When I closed Part 1 of this series, I told you that the further I moved into The Penelopiad, the more the Odyssey lens would shift from clarifying to uncomfortable. I did not fully understand how right I was. I had been living inside the architecture of Penelope’s world — watching Atwood trace its walls and beams with a precise, almost surgical intimacy. I understood, by that point, that Penelope was a woman defined by her relationships to others in a world that never asked of her husband what it demanded of her daily. What I was not fully prepared for was the moment when Atwood turned the lens and asked me to look at what Penelope herself could do with the little power she held.
Chapter 12 is where that reckoning begins — and it hit me like cold water.
Penelope’s offhand comments in “Waiting” about selling off the babies of her enslaved maids — sparing only a “pretty child” — tear away any illusion that she sits neatly outside the brutal logic of her world. You cannot read those lines and keep her cleanly in the victim column. She is both shaped by that system and complicit in it, even as she herself is constrained, traded, and evaluated within the same patriarchal economy. Her threat to slap Eurycleia “if she’d been younger” peels back another layer: this is a hierarchy among women, not just between women and men. Age, rank, proximity to power — these determine who gets to mete out cruelty and who is expected to absorb it in silence. Atwood does not flinch, and she does not let us flinch either.

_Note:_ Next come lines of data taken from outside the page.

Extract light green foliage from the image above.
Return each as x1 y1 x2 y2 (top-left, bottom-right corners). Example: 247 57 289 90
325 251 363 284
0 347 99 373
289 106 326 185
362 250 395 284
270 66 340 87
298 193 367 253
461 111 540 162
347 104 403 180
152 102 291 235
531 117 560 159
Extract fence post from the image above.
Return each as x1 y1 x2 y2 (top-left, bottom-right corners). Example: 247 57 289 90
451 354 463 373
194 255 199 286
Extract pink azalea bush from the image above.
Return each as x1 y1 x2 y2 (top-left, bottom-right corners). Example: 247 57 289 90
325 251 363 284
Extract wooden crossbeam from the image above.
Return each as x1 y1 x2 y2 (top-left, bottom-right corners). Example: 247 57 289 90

This is the conundrum I have been sitting with since I closed the book. Atwood is clearly working to surface the biases leveled at women in the ancient world — the moral double standard, the accountability gap between Penelope’s enforced fidelity and Odysseus’s well-documented wandering. She does that brilliantly, and Part 1 of this series walked through how Homer’s own architecture made that double standard visible once you had the Odyssey lens to see it. But there is a second kind of bias threading through The Penelopiad that is slipperier, and I think Atwood herself may be more ambivalent about it than she is about the gender question. The bias of cultural and social rank — the hierarchy of status — shows up not only in what is done to Penelope, but in what Penelope does. And she does it with something closer to comfort than reluctance.
I must hold both of those truths at the same time. Penelope as victim, yes. But also, Penelope as someone who learned to survive by wielding the very tools that have wounded her and the women beneath her. That is not a flaw in Atwood’s vision. It is, I think, the most honest thing about it.

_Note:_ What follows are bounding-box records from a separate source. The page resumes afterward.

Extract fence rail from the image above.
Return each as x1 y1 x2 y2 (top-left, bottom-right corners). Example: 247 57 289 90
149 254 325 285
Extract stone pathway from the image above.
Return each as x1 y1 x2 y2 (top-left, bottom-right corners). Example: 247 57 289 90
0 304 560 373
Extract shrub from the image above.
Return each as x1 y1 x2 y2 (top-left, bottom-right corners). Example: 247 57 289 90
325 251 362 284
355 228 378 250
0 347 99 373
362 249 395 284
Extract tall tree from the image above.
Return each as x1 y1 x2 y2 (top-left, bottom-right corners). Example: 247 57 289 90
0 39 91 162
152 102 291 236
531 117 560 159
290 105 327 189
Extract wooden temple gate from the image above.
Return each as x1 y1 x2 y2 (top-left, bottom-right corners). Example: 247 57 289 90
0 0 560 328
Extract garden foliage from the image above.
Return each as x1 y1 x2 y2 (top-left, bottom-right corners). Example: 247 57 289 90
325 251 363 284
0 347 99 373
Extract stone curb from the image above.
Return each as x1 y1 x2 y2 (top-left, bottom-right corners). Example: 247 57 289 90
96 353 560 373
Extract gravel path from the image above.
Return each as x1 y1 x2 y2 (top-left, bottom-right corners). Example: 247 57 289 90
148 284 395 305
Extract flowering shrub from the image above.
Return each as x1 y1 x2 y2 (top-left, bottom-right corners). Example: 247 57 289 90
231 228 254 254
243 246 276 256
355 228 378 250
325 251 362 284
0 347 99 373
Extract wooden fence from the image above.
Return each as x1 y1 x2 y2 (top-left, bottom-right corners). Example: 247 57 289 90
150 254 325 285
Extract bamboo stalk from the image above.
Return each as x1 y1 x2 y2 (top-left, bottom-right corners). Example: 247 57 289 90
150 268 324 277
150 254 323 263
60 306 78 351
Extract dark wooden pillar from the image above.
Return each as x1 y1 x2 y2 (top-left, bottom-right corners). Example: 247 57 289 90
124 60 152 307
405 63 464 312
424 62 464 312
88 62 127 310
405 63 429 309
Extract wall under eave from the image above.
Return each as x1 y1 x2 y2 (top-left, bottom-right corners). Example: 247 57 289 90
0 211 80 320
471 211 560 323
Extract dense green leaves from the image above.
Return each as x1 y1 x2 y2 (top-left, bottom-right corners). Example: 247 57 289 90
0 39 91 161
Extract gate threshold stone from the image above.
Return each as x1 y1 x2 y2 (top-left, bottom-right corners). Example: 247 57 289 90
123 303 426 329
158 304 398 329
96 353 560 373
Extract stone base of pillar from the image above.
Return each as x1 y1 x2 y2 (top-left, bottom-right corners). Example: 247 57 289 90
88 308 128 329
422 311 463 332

And then comes Chapter 13.
Atwood’s shift into full, formal poetry at that precise moment in the narrative is not an accident. She is stepping deliberately onto Homer’s own stylistic ground — at the exact moment when the stakes for both Penelope and the maids are becoming impossible to ignore. She is reminding us that epic, song, and chorus have always been instruments of power. And now she is claiming them. The poem recounts the familiar architecture of heroic journeys and domestic loyalty, while quietly exposing the cost borne by the anonymous women who populated the background of the original telling. Atwood is not merely narrating resistance in that chapter; as Penelope states in the Shanty, “”I’ll spin a thread of my own.”. She is performing it — placing herself beside Homer as an equal maker of myth rather than a respectful commentator at his feet. It is a counter-epic, built in the master’s own form, insisting that the tradition is large enough — or must become large enough — to hold women’s voices as more than echoes.
That move landed on me with significant force. I have said throughout this journey that Atwood handed us a key before we knew there was a door. By Chapter 13, she has done something more. She has walked back inside the house that Homer built — through the front door, not the side entrance — and rearranged the furniture.
My final note, and I mean this as the most honest summary I can offer: Atwood’s work here is phenomenal. Not perfect — I think the question of class and status remains a slippery slope that the book navigates somewhat unevenly — but phenomenal in the way that only work with real moral seriousness can be. She gave Penelope her own voice. She gave the twelve maids their chorus. She asked hard questions about who tells the story, and why, and whose silence gets built into the architecture of every tale we call canonical.
I leave The Penelopiad carrying a Penelope I did not expect: not simply patient, not simply wronged, but fully human — capable of endurance and complicity in the same breath. That is a more complicated Penelope than Homer gave us. It is also, I suspect, the truer one.
As for Paul Harvey — now you know the rest of the story.